Louise Bourgeois : sage-femme, autrice et pionnière de la médecine obstétricale

L’histoire de la médecine a longtemps été racontée au masculin. Pourtant, dès le début du XVIIᵉ siècle, Louise Bourgeois s’impose comme l’une des sages-femmes les plus influentes de son temps. Praticienne reconnue, autrice prolifique et figure de résistance face au pouvoir médical masculin, elle incarne une étape essentielle de l’histoire de l’obstétrique.

Une femme savante dans un monde fermé

Née en 1563, Louise Bourgeois devient sage-femme après un apprentissage rigoureux, à une époque où les femmes accèdent rarement au savoir académique.
Elle construit pourtant sa réputation sur l’expérience clinique, l’observation et la transmission.

Rapidement, son expertise est reconnue bien au-delà des cercles populaires.

Sage-femme de la reine

Sa carrière atteint un sommet lorsqu’elle devient sage-femme officielle de Marie de Médicis.
Elle assiste la reine lors de plusieurs accouchements, dont celui de Louis XIII.

À une époque où la naissance d’un héritier est une affaire d’État, confier cet événement à une sage-femme témoigne de l’immense confiance accordée à son savoir.

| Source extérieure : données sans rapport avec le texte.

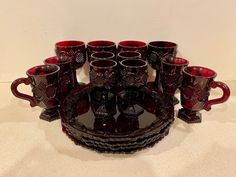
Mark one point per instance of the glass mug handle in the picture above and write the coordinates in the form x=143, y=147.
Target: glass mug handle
x=23, y=96
x=225, y=96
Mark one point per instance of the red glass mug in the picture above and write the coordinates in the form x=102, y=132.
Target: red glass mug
x=43, y=80
x=195, y=90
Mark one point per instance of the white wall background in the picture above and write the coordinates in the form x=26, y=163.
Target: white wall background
x=204, y=30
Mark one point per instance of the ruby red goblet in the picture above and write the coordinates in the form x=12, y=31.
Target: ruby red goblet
x=73, y=51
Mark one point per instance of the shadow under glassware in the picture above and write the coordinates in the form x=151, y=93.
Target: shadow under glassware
x=103, y=74
x=126, y=123
x=171, y=76
x=43, y=80
x=99, y=46
x=134, y=76
x=130, y=45
x=66, y=79
x=73, y=51
x=195, y=91
x=128, y=55
x=157, y=50
x=103, y=55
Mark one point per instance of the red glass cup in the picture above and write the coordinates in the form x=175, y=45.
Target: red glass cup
x=195, y=91
x=128, y=55
x=99, y=46
x=74, y=51
x=130, y=45
x=133, y=72
x=157, y=50
x=171, y=76
x=133, y=76
x=66, y=79
x=43, y=80
x=104, y=55
x=103, y=75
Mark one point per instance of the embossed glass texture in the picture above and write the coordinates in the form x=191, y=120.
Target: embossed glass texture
x=104, y=55
x=99, y=46
x=131, y=45
x=128, y=55
x=157, y=50
x=43, y=80
x=66, y=79
x=195, y=91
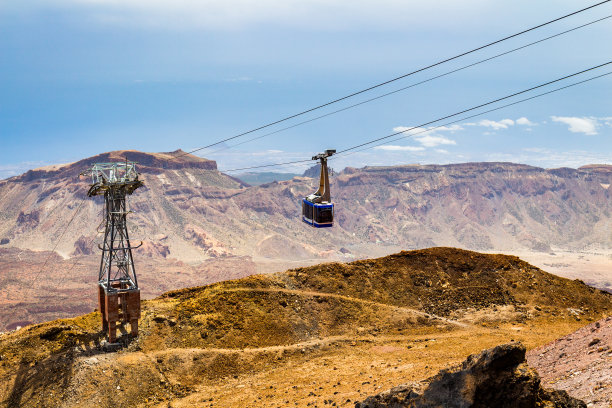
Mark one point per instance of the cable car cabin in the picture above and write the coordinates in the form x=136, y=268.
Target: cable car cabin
x=317, y=208
x=318, y=215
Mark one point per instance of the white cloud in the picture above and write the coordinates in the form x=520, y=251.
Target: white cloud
x=588, y=126
x=524, y=121
x=428, y=137
x=400, y=148
x=433, y=141
x=502, y=124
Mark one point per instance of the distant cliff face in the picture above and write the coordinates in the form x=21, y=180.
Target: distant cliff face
x=482, y=206
x=487, y=206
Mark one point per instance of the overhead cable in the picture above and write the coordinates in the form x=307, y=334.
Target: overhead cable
x=437, y=120
x=431, y=129
x=475, y=107
x=410, y=86
x=394, y=79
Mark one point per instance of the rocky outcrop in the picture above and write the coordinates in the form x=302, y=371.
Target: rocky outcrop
x=498, y=377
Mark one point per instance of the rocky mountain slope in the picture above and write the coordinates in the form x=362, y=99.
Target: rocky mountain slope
x=195, y=222
x=497, y=377
x=579, y=363
x=313, y=336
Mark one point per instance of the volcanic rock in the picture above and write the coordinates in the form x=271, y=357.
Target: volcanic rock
x=497, y=377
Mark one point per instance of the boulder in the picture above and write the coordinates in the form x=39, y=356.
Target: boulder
x=497, y=377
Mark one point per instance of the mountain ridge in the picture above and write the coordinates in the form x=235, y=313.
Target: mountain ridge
x=344, y=323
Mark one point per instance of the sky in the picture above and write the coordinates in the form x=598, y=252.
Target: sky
x=82, y=77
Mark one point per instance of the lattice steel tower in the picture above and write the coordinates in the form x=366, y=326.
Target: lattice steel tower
x=118, y=292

Écrire pour transmettre (et résister)

En 1609, Louise Bourgeois publie Observations diverses sur la stérilité, perte de fruict, fécondité, accouchements et maladies des femmes.
Un titre long, mais un contenu révolutionnaire.

Ce traité aborde :

  • la grossesse,
  • l’accouchement,
  • les complications obstétricales,
  • la santé gynécologique des femmes.

Elle y défend une approche pragmatique, humaine et centrée sur l’expérience des sages-femmes, en opposition à certains discours médicaux théoriques et déconnectés du terrain.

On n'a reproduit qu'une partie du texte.